The novel has stylistic issues, too—the likes of which a little more language-critical editing could have sorted out. Spelling and inappropriate word choice issues, along with excessive exclamation marks and stilted attempts at romantic tension via stiffly gendered observations, could have been better flagged during editing.

Indeed, taken together, these structural issues give the piece the feeling of an early draft, where ideas are encouraged to unspool on the fly, and where alpha/beta-reader feedback often gets incorporated into subsequent chapters via explantory remarks, rather than seeded into earlier sections. It’s not just a difference in literary context: this fairly wide-ranging tale doesn’t have the sort of polish that would reflect the work of multiple revisions.

Nevertheless, Gomel’s is an ambitious and vital story, to the likes of which we often give easier passes when from names in more prominent cultural positions. Specifically, The Hungry Ones offers a pointed challenge to the notion that fantasy ever truly leaves the real world, or should ever be read apart from real-world happenstance. It also confronts some aspects of the past that remain a part of many people’s presents, and will surely be a part of many more, as environmental displacement, food scarcity, war, and genocide collectively escalate under the myriad global pressures wrought by climate change.

The Hungry Ones is impressive enough in its current incarnation, then, that I do hope it gets a chance at republication (much like Tade Thompson’s Clarke-Award-winning Rosewater received with Orbit, after a slenderer version was first published in 2016 by Apex). Gomel’s ideas deserve an editor’s no-nonsense review of how worldbuilding information is parceled out in this story, why the tale diverts from and abandons specific characters when it does, and how to navigate with greater precision the trauma in Kora/Kara’s prior life.

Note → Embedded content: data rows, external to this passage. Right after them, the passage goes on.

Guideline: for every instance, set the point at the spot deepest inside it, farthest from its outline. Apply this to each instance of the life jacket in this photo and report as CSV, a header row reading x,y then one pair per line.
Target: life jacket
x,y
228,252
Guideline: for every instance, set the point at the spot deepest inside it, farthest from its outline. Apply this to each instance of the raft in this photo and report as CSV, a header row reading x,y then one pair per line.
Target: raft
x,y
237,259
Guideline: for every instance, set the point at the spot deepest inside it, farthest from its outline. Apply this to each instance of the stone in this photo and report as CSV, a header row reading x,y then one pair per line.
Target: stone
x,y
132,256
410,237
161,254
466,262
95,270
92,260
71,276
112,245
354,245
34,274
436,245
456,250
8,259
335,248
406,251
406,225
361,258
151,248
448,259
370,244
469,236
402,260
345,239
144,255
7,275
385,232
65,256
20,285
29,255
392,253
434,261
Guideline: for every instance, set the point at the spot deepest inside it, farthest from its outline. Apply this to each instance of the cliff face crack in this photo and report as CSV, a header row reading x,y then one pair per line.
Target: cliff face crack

The world of SFF, too, would benefit from such a curation—because the long lines of those desperately fleeing starvation into the City in The Hungry Ones are not at all the sole provenance of the past. Rather, our discourse needs more fantastical interventions like Gomel’s: stories, that is, which directly confront the dangers of letting time stand still—because when we forget our most egregious histories, we grant its all-too-human traumas a repeat role in our futures, too.

M. L. Clark is a Canadian immigrant to Medellín, Colombia, and a writer of speculative fiction, reviews, poetry, and cultural essays.